Enfim, os tempos serão maus para todos, embora alguns possam escapar, por via da sua situação, da sua tenacidade ou do seu oportunismo. Afinal a história, como sempre disse, nunca foi uma linha recta, mas sim uma espiral. Vico tinha razão. Passamos por pontos idênticos mas diferentes: não por um eterno retorno, mas por situações ao mesmo tempo distintas e semelhantes. É que a Natureza vai mudando mas é a mesma, assim como o Homem, esse eterno desconhecido.
Felizmente, nestes momentos que vão passando, pelo menos não nos chega a notícia de outra aparição nem de uma santinha que nos ajude e nos livre, até com a sua água benta (agora também fora de uso) e com os seus milagres, dos males do mundo (“culpa da maldade dos homens”), mas sim um apelo à Fraternidade. Todavia, países tão avançados, como a Holanda, que nos apresentam regulamentos para a vida e para a morte tidos como progressistas, acabam por recusar o sentido da União Europeia, pensando talvez ainda que alguns povos do sul passam a vida com gastos supérfluos, talvez nos copos e em outros vícios ainda piores. Nem se lembram esses Países Baixos que são bem maiores nos seus defeitos, apesar de algumas virtudes que ostentam como um emblema de superioridade.
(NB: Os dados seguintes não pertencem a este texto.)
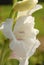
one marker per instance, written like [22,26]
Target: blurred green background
[38,57]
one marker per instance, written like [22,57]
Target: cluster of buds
[23,41]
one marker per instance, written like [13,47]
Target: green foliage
[37,58]
[5,53]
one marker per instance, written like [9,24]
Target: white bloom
[23,40]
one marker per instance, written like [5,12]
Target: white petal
[23,27]
[18,48]
[7,28]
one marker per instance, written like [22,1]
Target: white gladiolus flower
[23,40]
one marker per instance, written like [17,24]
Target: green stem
[13,13]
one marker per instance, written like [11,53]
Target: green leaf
[12,62]
[5,53]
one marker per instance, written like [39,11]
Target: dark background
[8,2]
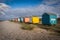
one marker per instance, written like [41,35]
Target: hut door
[53,21]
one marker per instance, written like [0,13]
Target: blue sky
[22,3]
[17,8]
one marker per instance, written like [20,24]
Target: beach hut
[35,19]
[15,19]
[21,19]
[18,19]
[26,19]
[49,18]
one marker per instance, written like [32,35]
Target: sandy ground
[12,31]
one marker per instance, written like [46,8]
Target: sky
[17,8]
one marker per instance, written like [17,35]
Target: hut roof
[50,13]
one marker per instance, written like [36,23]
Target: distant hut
[15,19]
[49,18]
[26,19]
[35,19]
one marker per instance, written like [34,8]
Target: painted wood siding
[35,20]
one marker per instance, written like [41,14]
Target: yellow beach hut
[35,19]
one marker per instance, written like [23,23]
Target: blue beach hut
[49,18]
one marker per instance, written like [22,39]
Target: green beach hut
[49,18]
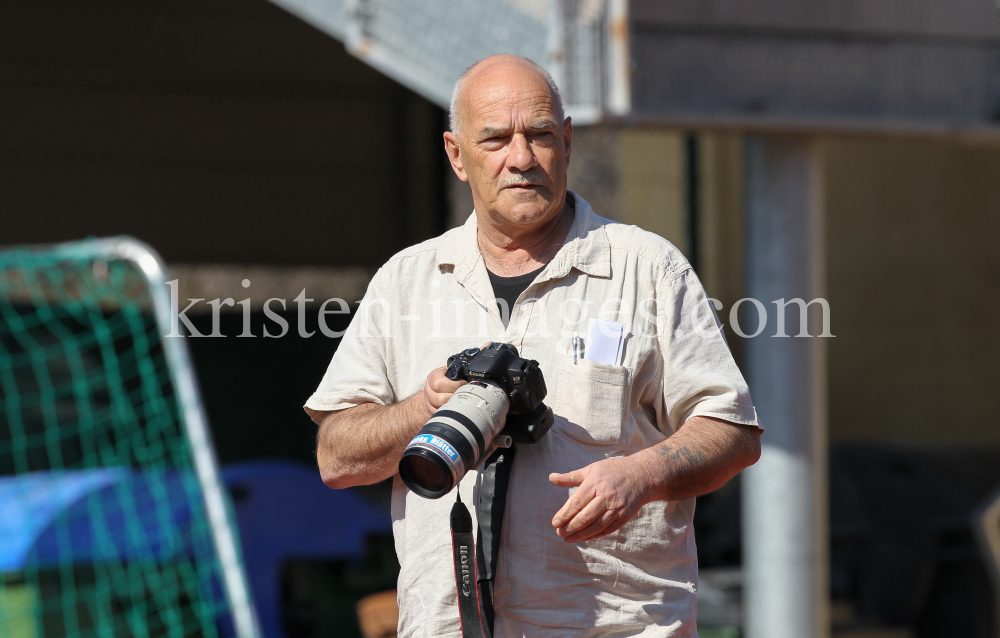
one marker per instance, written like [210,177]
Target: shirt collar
[587,247]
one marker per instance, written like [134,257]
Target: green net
[104,528]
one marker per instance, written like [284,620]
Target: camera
[502,403]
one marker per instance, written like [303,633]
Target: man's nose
[520,156]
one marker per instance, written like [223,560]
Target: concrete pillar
[785,545]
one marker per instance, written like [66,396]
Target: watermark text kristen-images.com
[377,317]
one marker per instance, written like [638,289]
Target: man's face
[514,148]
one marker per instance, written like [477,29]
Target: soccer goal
[113,521]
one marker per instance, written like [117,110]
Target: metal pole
[785,554]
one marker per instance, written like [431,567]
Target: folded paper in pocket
[605,341]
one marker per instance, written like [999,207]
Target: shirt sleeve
[357,374]
[700,377]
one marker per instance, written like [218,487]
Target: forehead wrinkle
[494,94]
[505,114]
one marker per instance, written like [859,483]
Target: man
[597,537]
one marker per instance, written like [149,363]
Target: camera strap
[475,563]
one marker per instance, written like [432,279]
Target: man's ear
[568,137]
[454,155]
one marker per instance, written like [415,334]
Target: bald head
[498,68]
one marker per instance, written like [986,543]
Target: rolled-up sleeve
[700,377]
[357,374]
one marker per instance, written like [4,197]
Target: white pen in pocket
[605,341]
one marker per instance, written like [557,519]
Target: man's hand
[698,458]
[438,389]
[610,493]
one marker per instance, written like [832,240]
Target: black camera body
[520,379]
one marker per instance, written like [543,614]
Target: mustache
[522,179]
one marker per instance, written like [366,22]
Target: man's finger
[569,479]
[573,505]
[608,518]
[584,518]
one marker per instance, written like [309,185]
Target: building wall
[222,131]
[914,263]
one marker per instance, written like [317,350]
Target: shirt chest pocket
[592,404]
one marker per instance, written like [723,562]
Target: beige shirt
[435,299]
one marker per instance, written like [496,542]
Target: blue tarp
[98,515]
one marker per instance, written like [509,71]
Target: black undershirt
[508,289]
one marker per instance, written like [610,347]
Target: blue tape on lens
[439,444]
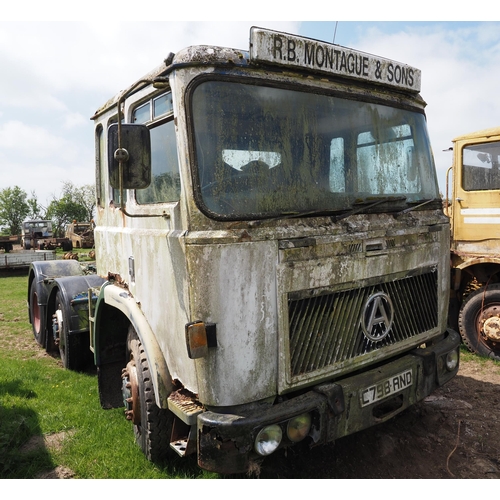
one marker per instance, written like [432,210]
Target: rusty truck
[474,210]
[272,255]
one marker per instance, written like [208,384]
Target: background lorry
[474,211]
[7,242]
[38,234]
[272,255]
[81,234]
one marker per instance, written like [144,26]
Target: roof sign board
[298,52]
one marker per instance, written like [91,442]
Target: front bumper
[340,408]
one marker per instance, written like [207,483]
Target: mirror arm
[124,157]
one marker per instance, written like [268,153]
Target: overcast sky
[54,75]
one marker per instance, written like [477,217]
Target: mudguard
[41,275]
[119,298]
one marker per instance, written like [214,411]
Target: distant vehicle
[38,235]
[8,242]
[81,234]
[474,211]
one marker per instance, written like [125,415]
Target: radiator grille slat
[325,329]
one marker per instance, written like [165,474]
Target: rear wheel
[152,425]
[74,353]
[479,322]
[36,319]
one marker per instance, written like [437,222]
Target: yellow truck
[474,211]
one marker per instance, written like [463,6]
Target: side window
[481,163]
[337,165]
[165,178]
[114,192]
[99,164]
[385,161]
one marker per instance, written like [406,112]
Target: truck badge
[377,316]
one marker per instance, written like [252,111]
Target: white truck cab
[274,256]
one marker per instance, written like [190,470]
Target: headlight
[268,439]
[298,427]
[451,360]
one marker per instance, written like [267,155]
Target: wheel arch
[116,309]
[481,268]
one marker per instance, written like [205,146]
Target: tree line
[75,203]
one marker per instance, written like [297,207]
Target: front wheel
[479,322]
[152,425]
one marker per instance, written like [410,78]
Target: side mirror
[136,160]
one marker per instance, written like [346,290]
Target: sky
[57,66]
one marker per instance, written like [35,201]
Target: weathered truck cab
[275,253]
[475,236]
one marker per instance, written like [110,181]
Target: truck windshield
[265,151]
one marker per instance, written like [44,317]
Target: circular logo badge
[377,316]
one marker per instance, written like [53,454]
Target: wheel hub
[490,323]
[130,391]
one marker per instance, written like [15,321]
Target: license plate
[386,388]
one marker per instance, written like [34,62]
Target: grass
[51,418]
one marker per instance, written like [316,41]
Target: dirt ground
[454,433]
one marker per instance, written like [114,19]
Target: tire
[39,331]
[479,322]
[152,425]
[73,351]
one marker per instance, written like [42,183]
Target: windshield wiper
[415,207]
[363,206]
[296,215]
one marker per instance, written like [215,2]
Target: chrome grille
[325,329]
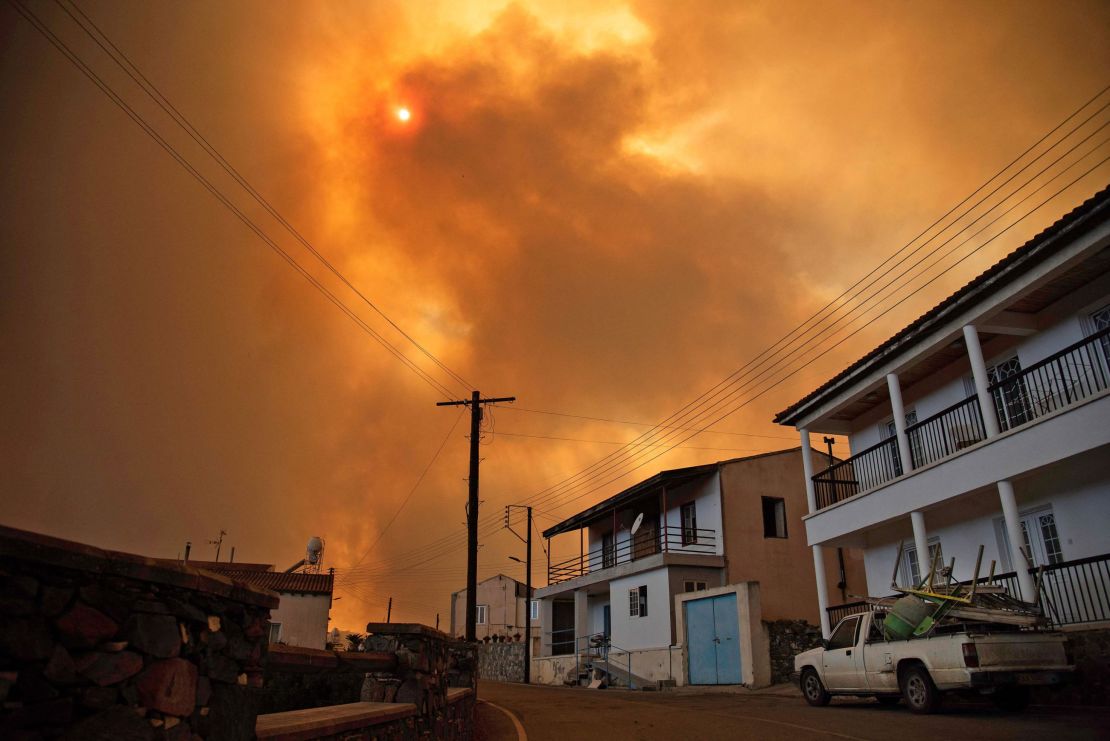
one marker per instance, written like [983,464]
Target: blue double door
[713,640]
Então onde estão os paraísos fiscais?! E, para falar de copos e já que estamos a contar histórias, foi na velha Grã-Bretanha que ouvi contar a um amigo espanhol que trabalhava na Universidade para onde me convidaram, que, à pergunta trivial a alguns dos seus colegas ingleses “Como vais passar o fim-de-semana?”, eles respondiam “Vamos embebedar-nos, pois claro”. E concluía “Nós só diríamos: vamos beber uns copos e comer umas tapas”.
Pelo menos, gostamos de confraternizar com os amigos e beber um bom tinto ou um tinto do lavrador. Como me fazem falta alguns momentos que passava por aqui com o Senhor António, o Senhor Mário, o Senhor Belmiro ou o Luís — que chama “fascistas” aos que vêm ao seu café-tertúlia e proferem afirmações que considera reaccionárias —, a beber um copo, ou pouco mais, acompanhado de um queijinho, de um chouriço ou até somente de uns tremoços! Esperemos que voltem em breve. Entretanto, nós, os velhos e os privilegiados que podem ficar em casa, o melhor é dedicarmos este tempo de ócio — como dizem por aí os intelectuais da nossa praça — à cultura. Mas o pior é que não há Cultura sem nos encontrarmos para a discutir e… viver.